La densité paraît faible, mais les neuf dixièmes de la population sont concentrés sur les terres du Nord. Sa situation géographique est stratégique : en face de l’Europe, côtoyant la Tunisie, l’Atlantique Maroc/Mauritanie, la Libye, le Mali et le Niger comme point d’appui de l’Afrique sub-saharienne, l’objectif stratégique horizon 2025-2030 est d’éviter que plus de 95% de la population vive sur moins de 10% du territoire et avoir une autre vision de l’aménagement de l’espace en valorisant le Sud notamment dans le développement agricole mais nous devons éviter des utopies comme nous devons préserver les superficies arables du Nord dont l’urbanisation effrénée détruit les meilleures terres agricoles, tout en n’oubliant pas les Hauts Plateaux qui recèlent d’importantes potentialités .

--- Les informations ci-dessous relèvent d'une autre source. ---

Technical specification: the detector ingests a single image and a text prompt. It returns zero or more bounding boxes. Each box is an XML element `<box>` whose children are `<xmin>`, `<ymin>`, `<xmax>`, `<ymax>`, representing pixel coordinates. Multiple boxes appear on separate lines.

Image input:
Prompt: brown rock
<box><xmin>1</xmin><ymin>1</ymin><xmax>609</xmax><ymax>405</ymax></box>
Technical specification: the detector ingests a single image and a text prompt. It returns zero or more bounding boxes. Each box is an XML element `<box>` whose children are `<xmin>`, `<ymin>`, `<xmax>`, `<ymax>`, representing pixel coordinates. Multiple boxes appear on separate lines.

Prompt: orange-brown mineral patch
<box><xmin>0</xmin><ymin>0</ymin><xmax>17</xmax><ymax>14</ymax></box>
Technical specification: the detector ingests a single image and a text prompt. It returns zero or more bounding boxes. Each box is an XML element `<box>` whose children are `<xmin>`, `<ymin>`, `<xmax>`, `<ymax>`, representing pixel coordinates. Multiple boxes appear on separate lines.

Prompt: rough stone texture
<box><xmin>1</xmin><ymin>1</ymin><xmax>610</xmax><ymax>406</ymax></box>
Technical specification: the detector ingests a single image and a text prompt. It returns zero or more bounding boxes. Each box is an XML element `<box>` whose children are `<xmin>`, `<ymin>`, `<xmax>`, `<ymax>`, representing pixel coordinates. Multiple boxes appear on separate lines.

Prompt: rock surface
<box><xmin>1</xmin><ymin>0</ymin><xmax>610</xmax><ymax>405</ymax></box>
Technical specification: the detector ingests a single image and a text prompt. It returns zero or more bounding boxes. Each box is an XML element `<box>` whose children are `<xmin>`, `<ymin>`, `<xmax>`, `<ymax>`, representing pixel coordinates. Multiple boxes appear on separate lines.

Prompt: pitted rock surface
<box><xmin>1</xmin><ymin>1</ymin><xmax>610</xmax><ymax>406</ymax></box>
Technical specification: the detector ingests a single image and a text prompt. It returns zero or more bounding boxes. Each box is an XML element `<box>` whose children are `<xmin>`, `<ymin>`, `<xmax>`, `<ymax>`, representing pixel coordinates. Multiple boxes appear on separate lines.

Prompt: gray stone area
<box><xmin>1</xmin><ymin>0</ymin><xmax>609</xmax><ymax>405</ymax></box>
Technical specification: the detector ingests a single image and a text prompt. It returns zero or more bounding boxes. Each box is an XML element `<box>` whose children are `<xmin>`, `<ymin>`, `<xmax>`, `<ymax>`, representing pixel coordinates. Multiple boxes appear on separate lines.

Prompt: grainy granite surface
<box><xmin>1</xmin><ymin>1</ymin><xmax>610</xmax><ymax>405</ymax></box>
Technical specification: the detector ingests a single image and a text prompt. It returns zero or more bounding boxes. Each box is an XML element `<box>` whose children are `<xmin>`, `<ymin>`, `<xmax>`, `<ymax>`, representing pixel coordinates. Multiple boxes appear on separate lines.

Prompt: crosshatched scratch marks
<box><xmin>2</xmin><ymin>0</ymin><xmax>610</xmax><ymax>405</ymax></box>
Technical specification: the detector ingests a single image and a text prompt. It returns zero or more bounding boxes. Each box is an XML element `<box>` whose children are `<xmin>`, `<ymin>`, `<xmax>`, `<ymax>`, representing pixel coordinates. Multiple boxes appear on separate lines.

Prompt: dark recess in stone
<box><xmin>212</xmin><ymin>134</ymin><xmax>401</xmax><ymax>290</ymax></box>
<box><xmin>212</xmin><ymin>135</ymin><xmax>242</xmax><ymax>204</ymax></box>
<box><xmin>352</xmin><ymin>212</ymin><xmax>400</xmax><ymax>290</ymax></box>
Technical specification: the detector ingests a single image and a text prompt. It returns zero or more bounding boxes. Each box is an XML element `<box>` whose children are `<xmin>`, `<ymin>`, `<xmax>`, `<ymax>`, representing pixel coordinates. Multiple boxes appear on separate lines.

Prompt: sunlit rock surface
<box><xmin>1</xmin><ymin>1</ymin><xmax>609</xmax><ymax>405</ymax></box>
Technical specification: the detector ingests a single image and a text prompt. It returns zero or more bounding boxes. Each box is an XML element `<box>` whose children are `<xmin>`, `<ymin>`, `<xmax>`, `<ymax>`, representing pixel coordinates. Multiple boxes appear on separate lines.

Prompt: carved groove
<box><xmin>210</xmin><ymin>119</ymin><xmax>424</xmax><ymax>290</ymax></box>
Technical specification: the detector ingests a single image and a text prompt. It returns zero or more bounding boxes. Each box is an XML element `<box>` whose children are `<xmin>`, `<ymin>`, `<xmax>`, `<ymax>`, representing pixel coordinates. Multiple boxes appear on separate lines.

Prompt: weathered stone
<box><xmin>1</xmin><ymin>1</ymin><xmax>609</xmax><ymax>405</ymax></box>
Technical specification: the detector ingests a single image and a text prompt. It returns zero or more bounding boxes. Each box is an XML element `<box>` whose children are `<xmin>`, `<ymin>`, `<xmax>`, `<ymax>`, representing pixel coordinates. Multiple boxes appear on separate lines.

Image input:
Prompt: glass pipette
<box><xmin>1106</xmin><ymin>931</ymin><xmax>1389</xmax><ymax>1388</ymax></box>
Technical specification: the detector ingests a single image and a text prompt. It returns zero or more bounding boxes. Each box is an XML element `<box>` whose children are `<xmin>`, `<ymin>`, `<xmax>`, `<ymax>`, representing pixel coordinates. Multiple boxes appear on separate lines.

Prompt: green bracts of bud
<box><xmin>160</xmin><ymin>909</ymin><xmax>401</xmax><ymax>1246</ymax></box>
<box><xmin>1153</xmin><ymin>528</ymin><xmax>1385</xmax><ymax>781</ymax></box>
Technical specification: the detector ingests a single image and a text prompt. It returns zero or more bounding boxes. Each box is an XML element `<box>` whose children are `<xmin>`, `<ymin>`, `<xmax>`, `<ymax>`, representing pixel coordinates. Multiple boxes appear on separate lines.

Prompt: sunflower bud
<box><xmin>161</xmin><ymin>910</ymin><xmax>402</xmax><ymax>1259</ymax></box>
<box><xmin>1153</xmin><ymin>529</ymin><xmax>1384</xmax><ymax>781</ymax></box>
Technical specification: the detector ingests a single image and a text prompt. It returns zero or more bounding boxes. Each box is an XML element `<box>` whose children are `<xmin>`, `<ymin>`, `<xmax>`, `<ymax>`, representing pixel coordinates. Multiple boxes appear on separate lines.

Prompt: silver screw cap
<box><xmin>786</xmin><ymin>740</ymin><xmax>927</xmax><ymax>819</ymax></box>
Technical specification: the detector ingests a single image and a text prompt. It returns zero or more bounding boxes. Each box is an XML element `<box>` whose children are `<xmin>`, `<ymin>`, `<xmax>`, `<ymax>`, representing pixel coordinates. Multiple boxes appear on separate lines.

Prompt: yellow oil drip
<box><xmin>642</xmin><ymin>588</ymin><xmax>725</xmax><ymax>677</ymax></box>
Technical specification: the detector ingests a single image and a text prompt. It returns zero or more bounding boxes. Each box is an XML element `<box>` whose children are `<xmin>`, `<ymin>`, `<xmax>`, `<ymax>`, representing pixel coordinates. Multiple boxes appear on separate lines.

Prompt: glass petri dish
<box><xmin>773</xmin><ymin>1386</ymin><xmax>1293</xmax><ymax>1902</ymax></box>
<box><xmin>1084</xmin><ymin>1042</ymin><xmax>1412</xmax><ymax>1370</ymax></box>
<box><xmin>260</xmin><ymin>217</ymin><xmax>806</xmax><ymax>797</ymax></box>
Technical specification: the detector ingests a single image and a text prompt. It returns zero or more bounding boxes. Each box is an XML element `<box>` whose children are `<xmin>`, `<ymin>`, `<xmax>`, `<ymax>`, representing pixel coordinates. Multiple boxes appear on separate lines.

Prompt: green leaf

La surface agricole globale en Algérie s’élève à 43,98 millions d’hectares, dont seulement 8,59 millions ha sont exploités, avec un périmètre de cultures annuelles atteignant 7,53 millions ha et des périmètres agricoles pérennes atteignant 1,05 million ha. La superficie totale ensemencée en céréales est estimée fin 2023 à 3,3 millions d’hectares, dont 54 % en blé dur, 29 % en orge, 14 % en blé tendre et 3 % en avoine et afin d’encourager la production nationale, le prix d’achat du blé dur est passé de 4500 Da à 6000 Da, le blé tendre de 3500 Da à 5000 Da, l’orge de 2500 Da à 3400 Da et l’avoine de 1800 Da à 3400 Da. Selon USDA département de l’agriculture des Etats Unis, dans un rapport en date du 17 mai 2024 , le rendement des cultures en Algérie devrait augmenter de 11% pour atteindre 1,67 tonne par hectare et en conseil des ministres en date du 23 juin 2024 mentionnant un objectif stratégique pour parvenir à l’expansion des surfaces cultivées dans le grand sud pour atteindre 500.000 hectares de blé dont 117.000 pour le Qatar,36.000 pour l’Italie et 120.000 hectares pour des investisseurs algériens, l’ objectif fixé à moyen terme a été de 50 quintaux à l’hectare. Les orientations du ministère de l’Agriculture pour 2024/2026 qui ont porté, dans le même sens, sur la nécessaire augmentation du rendement par hectare de blé et d’orge , tout en intensifiant le partenariat étranger, sachant qu’en 2020 la production nationale était de 43,9 millions de quintaux, avec un rendement moyen de 15 quintaux , l’objectif étant d’atteindre une moyenne de production de 30 à 35 quintaux par hectare entre 2024/2025 , en précisant que le blé panifiable dans bon nombre de pays grands producteurs a un rendement moyen de 60 à 100 quintaux à l’hectare ( 6 à 10 tonnes).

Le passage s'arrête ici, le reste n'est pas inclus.